Она думала об этом, будучи в гостях у подруги и наблюдая за ее ребенком, чувствуя запах молока и почти непереносимой чистоты. Запах, который всегда присутствует в квартирах, где есть дети до года. Этот запах одновременно успокаивал ее, вызывал у нее отвращение. Запах молока, присыпки, белья, только что выгруженного из стиральной машины, всего этого стерильного, дистиллированного мира, в который погружается женщина после рождения ребенка. Она представляла себя внутри такого мира, чувствуя одновременно удушье и любопытство. Желание — это чувство было таким похожим на чувство от разглядывания фото с мест террористических актов, когда хочется оказаться внутри события и забыть, что ты это видел, — и оба желания равносильны. И сквозь все эти мысли она снова думала о его руках, о том, что хотела бы сжимать их посреди взрыва и сжимать их, став из женщины ребенком.

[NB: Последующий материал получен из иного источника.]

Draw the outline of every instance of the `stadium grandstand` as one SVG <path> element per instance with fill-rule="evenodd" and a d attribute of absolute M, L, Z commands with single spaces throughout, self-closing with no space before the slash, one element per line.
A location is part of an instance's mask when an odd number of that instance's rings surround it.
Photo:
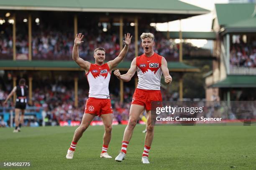
<path fill-rule="evenodd" d="M 215 34 L 157 31 L 156 23 L 210 12 L 178 0 L 162 2 L 156 5 L 150 2 L 145 4 L 143 1 L 121 3 L 115 1 L 109 3 L 101 0 L 90 3 L 65 0 L 60 5 L 56 1 L 47 0 L 32 3 L 29 0 L 1 1 L 1 101 L 6 98 L 17 81 L 23 78 L 28 82 L 29 104 L 32 107 L 31 111 L 26 113 L 27 119 L 31 118 L 34 122 L 36 120 L 40 125 L 43 122 L 59 124 L 61 121 L 79 121 L 88 98 L 89 86 L 84 72 L 72 60 L 74 35 L 77 32 L 84 35 L 84 43 L 80 47 L 79 55 L 83 59 L 94 62 L 93 50 L 97 47 L 103 47 L 106 50 L 106 60 L 112 60 L 123 48 L 124 33 L 131 33 L 135 38 L 134 41 L 125 59 L 117 68 L 125 71 L 133 58 L 143 53 L 139 35 L 143 32 L 155 35 L 156 52 L 165 57 L 169 71 L 177 75 L 174 80 L 179 86 L 179 94 L 173 95 L 170 88 L 163 85 L 164 99 L 182 100 L 183 75 L 200 71 L 183 62 L 182 52 L 189 55 L 197 50 L 193 47 L 186 48 L 188 45 L 183 44 L 182 41 L 177 44 L 170 40 L 192 37 L 214 40 Z M 127 120 L 128 117 L 138 78 L 134 76 L 133 80 L 124 84 L 113 76 L 110 81 L 112 106 L 115 117 L 120 119 L 120 115 L 122 120 Z M 1 109 L 3 118 L 8 125 L 11 119 L 9 113 L 14 106 L 14 100 L 8 103 L 8 107 Z M 38 109 L 34 109 L 35 107 Z M 41 112 L 44 118 L 36 114 Z"/>
<path fill-rule="evenodd" d="M 256 6 L 217 4 L 215 9 L 212 28 L 217 34 L 218 59 L 205 75 L 206 99 L 255 100 Z"/>
<path fill-rule="evenodd" d="M 230 12 L 228 15 L 226 8 Z M 1 1 L 1 104 L 3 106 L 4 99 L 23 78 L 29 87 L 31 109 L 26 113 L 28 123 L 32 121 L 38 122 L 38 125 L 59 125 L 63 122 L 64 125 L 81 121 L 89 85 L 84 71 L 72 60 L 74 35 L 77 32 L 85 36 L 84 42 L 79 47 L 79 55 L 92 62 L 96 47 L 103 47 L 106 60 L 112 60 L 122 49 L 123 35 L 129 32 L 133 35 L 128 54 L 116 68 L 122 72 L 130 68 L 134 57 L 143 53 L 139 35 L 144 32 L 153 33 L 155 51 L 165 56 L 176 86 L 173 90 L 163 83 L 164 100 L 184 100 L 183 78 L 201 71 L 190 65 L 191 60 L 212 61 L 212 70 L 204 75 L 206 100 L 254 100 L 255 95 L 250 92 L 256 84 L 253 75 L 256 74 L 254 6 L 216 4 L 215 9 L 212 32 L 160 32 L 156 29 L 156 23 L 210 11 L 174 0 L 157 5 L 151 2 L 145 5 L 143 1 L 124 4 L 116 1 L 110 4 L 100 0 L 90 3 L 65 0 L 61 5 L 55 1 L 31 4 L 29 0 Z M 233 17 L 232 14 L 238 9 L 244 12 Z M 191 39 L 212 41 L 212 50 L 185 42 L 185 40 Z M 175 39 L 179 39 L 179 42 Z M 124 121 L 125 123 L 128 120 L 137 82 L 136 76 L 125 83 L 115 76 L 110 80 L 112 104 L 115 120 L 119 122 Z M 13 121 L 10 113 L 15 99 L 14 96 L 8 107 L 0 109 L 0 116 L 8 125 Z"/>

Иногда ей казалось, что думает о нем даже не она, а все ее тело, как тело ребенка думает о телах родителей и соединено с ними, иногда против воли всех участников.
И она чувствовала, что связь с ним внутри собственного сознания напоминает ей неперерезанную пуповину. Часто она звала его, теряя контроль над собой, с той интонацией, с какой в детстве звала родителей, лежа в больнице, или в полусне, или как звала бы нечто живое внутри своего тела.
Ее преследовала мысль о реабилитации своего тела через него, через его внимание к ней, возможно, оттого, что он создавал тела, будучи скульптором, но, скорее всего, дело было в том, что только иррациональные желания казались ей важными и говорящими о подлинной необходимости. И она верила в то, что только его руки могут вернуть ей ее тело, очень давно утраченное. Точно необратимо деформированное внутри ее сознания. И она воображала его врачом, хирургом, возвращающим ей ее тело, как человеку, пережившему аварию, катастрофу.
Тело было для нее неким мучительным механизмом, сводящим ее с ума, она была равна ему и предельно далека от него. Возможность слияния с ним пугала и завораживала ее, как бодрствование во сне или вечное удушье сквозь сон, и ей казалось, что только он обладает властью избавить ее от этого, нарушить этот давно устоявшийся порядок действий, неврозов, ассоциаций и ритуалов в ее голове.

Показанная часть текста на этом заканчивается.